Reputation: 41
I am trying to calculate pairwise euclidean distances between two sets of D-Dimensional Vectors and trying to optimize the runtime performance of the below naive implementation. Basically the below code returns the pairwise squared euclidean distance between each row in descriptors(AxD) with each row in codebook (BxD) returning a result (AxB) matrix.
By moving from python to cython based implementation i see a good improvement. I am new to cython and was wondering if this implementation could be further optimized to bring performance closer to pure c or java based implementation.
pairwise_dist.pyx
import numpy as np
cimport numpy as np
import math
import cython
np.import_array()
DTYPE = np.float64
ctypedef np.float64_t DTYPE_t
@cython.boundscheck(False)
@cython.wraparound(False)
def _pdist( np.ndarray[DTYPE_t, ndim=2] codebook,
np.ndarray[DTYPE_t, ndim=2] descriptors,
np.ndarray[DTYPE_t, ndim=2] result ):
cdef int i, j, k
cdef int codebook_size = codebook.shape[0]
cdef int n_descriptors = descriptors.shape[0]
cdef int n_dimensions = codebook.shape[1]
cdef float dist, diff
for i in xrange(n_descriptors):
for j in xrange(codebook_size):
dist = 0.0
for k in xrange(n_dimensions):
diff = codebook[j,k] - descriptors[i,k]
dist = dist + diff*diff
result[i,j] = dist
test.py:
import time
import numpy
CODEBOOK_SIZE = 4096
CODEBOOK_DIM = 64
DESC_DIM = 64
DESC_SIZE = 4000
codebook = numpy.random.randint(256,size=(CODEBOOK_SIZE,CODEBOOK_DIM))
descriptors = numpy.random.randint(256,size=(DESC_SIZE,DESC_DIM))
codebook = codebook.astype(numpy.float64)
descriptors = descriptors.astype(numpy.float64)
result = numpy.zeros((descriptors.shape[0],codebook.shape[0]),codebook.dtype)
from pairwise_dist import _pdist
stime = time.time()
_pdist(codebook,descriptors,result)
etime = time.time()
print "Time taken: "+ str(stime-etime)
build.py:
from distutils.core import setup
from Cython.Build import cythonize
setup(
name = "pairwise_dist",
ext_modules = cythonize('pairwise_dist.pyx'),
)
python build_cython.py build_ext --inplace
Upvotes: 1
Views: 1066
Reputation: 12765
Are you using Cython for educational reasons?
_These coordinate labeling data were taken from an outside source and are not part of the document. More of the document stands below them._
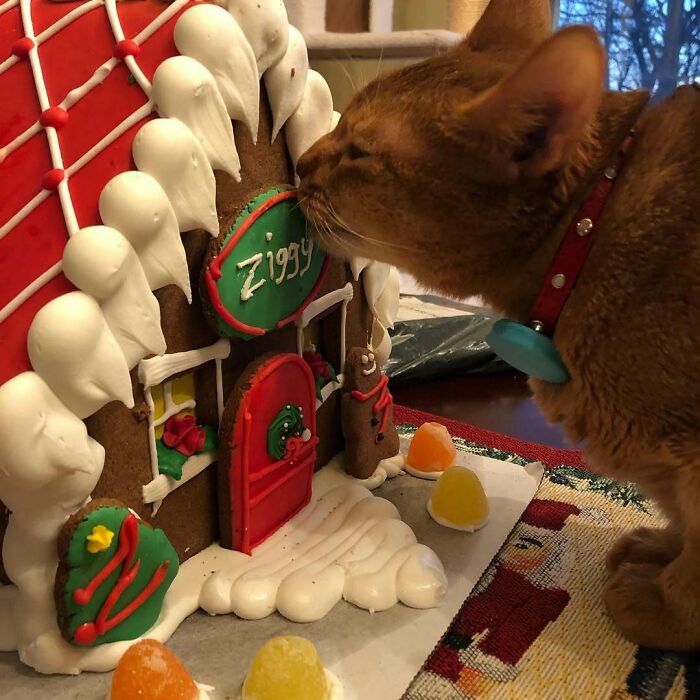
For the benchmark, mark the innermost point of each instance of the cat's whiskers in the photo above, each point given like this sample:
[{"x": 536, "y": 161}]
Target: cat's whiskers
[{"x": 341, "y": 223}]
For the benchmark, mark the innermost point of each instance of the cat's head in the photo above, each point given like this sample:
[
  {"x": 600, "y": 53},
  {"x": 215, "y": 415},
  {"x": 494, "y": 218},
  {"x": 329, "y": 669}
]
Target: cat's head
[{"x": 425, "y": 161}]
Otherwise, I'd recommend using the scipy.spatial module
import numpy as np
from scipy.spatial.distance import pdist, squareform
object_1 = [0.2, 4.5, 198, 0.003]
object_2 = [0.3, 2.0, 999, 0.001]
object_3 = [0.1, 9.2, 321, 0.023]
list_of_objects = [object_1, object_2, object_3]
# make a 4x3 matrix from list of objects
X = np.array(list_of_objects)
#calculate pairwise distances
distances = pdist(X)
#make a square matrix from result
distances_as_2d_matrix = squareform(distances)
print distances
print distances_as_2d_matrix
pdist
supports multiple metrics, euclidean being only one.
Upvotes: 1